18 abril 2014

Roberto Arlt, "La Luna roja" y el eclipse


Por Humberto Acciarressi

Ya casi no se pueden decir más cosas de Roberto Arlt, y -paradójicamente- es uno de esos escritores sobre cuya obra nunca se terminan de decir cosas. No es casualidad que sea uno de nuestros escritores más vitales, más inmunes al paso del tiempo, además del narrador que habló del "vacío existencial" mucho antes de que lo hicieran Sartre y sus epígonos. El beneficio de referirse a la condición humana, curiosamente en sus partes más innobles, hace de Arlt un escritor que -luego del silencio académico que se le hizo con posterioridad a su muerte- ya es un clásico en todas las acepciones que se le quiera dar al término.
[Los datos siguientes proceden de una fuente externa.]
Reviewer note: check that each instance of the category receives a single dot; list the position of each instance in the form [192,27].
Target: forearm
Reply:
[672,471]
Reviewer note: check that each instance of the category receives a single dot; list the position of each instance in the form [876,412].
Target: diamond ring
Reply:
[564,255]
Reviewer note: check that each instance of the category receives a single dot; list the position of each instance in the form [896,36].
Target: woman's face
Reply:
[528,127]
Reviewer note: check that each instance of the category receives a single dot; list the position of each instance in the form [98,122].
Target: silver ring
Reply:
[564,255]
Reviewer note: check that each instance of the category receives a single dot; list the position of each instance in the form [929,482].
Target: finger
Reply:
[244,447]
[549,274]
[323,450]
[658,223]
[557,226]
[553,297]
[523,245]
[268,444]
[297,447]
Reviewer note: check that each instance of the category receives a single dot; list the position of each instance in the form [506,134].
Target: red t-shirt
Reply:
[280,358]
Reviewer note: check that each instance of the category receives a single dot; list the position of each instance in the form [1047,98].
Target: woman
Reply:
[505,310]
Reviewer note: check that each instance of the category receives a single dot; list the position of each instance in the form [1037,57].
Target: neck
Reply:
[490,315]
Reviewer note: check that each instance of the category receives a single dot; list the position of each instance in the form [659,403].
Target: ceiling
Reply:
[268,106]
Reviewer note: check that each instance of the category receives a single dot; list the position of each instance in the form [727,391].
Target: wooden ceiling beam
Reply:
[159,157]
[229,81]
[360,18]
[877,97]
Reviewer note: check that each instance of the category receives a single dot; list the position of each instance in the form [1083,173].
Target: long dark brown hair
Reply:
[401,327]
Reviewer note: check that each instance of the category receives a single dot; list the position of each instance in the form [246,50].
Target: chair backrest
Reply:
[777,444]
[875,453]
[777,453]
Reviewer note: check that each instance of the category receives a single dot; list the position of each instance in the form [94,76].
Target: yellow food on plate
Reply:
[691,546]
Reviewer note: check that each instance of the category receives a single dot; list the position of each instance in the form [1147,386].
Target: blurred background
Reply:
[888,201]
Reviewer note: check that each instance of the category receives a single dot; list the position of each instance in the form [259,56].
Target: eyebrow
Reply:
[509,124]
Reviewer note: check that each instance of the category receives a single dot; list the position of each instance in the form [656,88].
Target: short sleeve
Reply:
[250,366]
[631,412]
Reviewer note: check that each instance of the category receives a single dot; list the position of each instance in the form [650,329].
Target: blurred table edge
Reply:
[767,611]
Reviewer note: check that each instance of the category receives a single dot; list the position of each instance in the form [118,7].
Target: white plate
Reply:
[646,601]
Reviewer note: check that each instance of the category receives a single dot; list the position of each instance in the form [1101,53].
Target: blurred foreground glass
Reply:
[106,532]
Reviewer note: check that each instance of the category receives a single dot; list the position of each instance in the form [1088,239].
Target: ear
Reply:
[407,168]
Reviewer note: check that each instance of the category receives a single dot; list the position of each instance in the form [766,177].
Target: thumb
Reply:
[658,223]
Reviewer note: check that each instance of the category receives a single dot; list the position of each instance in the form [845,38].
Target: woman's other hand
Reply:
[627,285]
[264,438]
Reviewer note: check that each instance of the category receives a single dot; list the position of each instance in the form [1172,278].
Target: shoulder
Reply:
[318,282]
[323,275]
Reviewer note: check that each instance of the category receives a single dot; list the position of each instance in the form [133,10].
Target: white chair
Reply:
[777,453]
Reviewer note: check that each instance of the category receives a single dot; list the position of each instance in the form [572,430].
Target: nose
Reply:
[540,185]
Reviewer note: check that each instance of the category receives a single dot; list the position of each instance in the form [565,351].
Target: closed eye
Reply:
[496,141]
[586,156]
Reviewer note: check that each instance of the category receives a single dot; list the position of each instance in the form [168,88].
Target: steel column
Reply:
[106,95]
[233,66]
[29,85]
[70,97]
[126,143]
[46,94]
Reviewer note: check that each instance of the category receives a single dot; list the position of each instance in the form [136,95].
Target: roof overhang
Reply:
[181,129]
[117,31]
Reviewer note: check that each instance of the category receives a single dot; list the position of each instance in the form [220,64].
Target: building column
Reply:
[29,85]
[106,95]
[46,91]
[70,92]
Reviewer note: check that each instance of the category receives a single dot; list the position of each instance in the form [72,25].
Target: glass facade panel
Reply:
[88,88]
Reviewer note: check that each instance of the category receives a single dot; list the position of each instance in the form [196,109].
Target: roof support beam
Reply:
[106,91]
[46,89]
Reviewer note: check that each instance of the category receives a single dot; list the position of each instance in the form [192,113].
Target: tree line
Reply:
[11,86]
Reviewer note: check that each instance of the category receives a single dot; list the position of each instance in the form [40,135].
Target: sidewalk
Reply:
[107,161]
No es casual que Cortázar, Bolaño, Aira, Piglia, entre otros, lo consideren su maestro, y el último de los mencionados haya escrito que Arlt fue quien inauguró la novela argentina moderna.

En esta oportunidad vamos a dejar de lado sus famosas narraciones, sus obras de teatro y sus trabajos periodísticos, y nos limitaremos, por la actualidad astronómica de horas pasadas, a uno de sus cuentos, que integra un breve listado de narrativa fantástica dentro de su producción total, analizada en la década del sesenta por Adolfo Prieto. El cuento en cuestión es "La Luna roja", aparecido en 1933 en su libro "El jorobadito". Ayer, las redes sociales explotaron -seriamente y en tono sarcástico- sobre el fenómeno del eclipse lunar que por cuestiones científicas pintó nuestro satélite natural de un color rojizo. Un fenómeno, por otro lado, que viene de los tiempos bíblicos y está cargado de malos augurios de acuerdo a los propaladores de lo apocalíptico. Arlt aprovecha esa "maldición legendaria" para tratar con sarcasmo a toda esa gente temerosa de cuanto tengo olor a azufre.


La narración, desde la primera línea, genera la intriga: "Nada lo anunciaba por la tarde". Y desde entonces se vive un in crescendo en el que la gente hace las cosas más rutinarias -"se firmaron contratos y se cancelaron empréstitos"-, los "timoratos" piensan "qué bien estamos defendidos" cuando ven a la policía con sus pistolas y carabinas de gases lacrimógenos, los "desocupados elegantes de la ciudad" bailan indiferentes. Todo simula estar bien hasta que el primer violín de la Orquesta Jardín Aéreo Imperius, que estaba colocando la partitura de "Danubio azul" en el atril, recibe una comunicación. A partir de allí todos comienzan a huir -fenómeno que se repite en toda la ciudad- hacia ninguna parte. Por las calles se cruzan los hombres, las mujeres y los animales que han huido del zoológico, entre ellos un mono y unos tigres. Pero es un escape raro, la gente y los animales no corren, caminan, como zombies.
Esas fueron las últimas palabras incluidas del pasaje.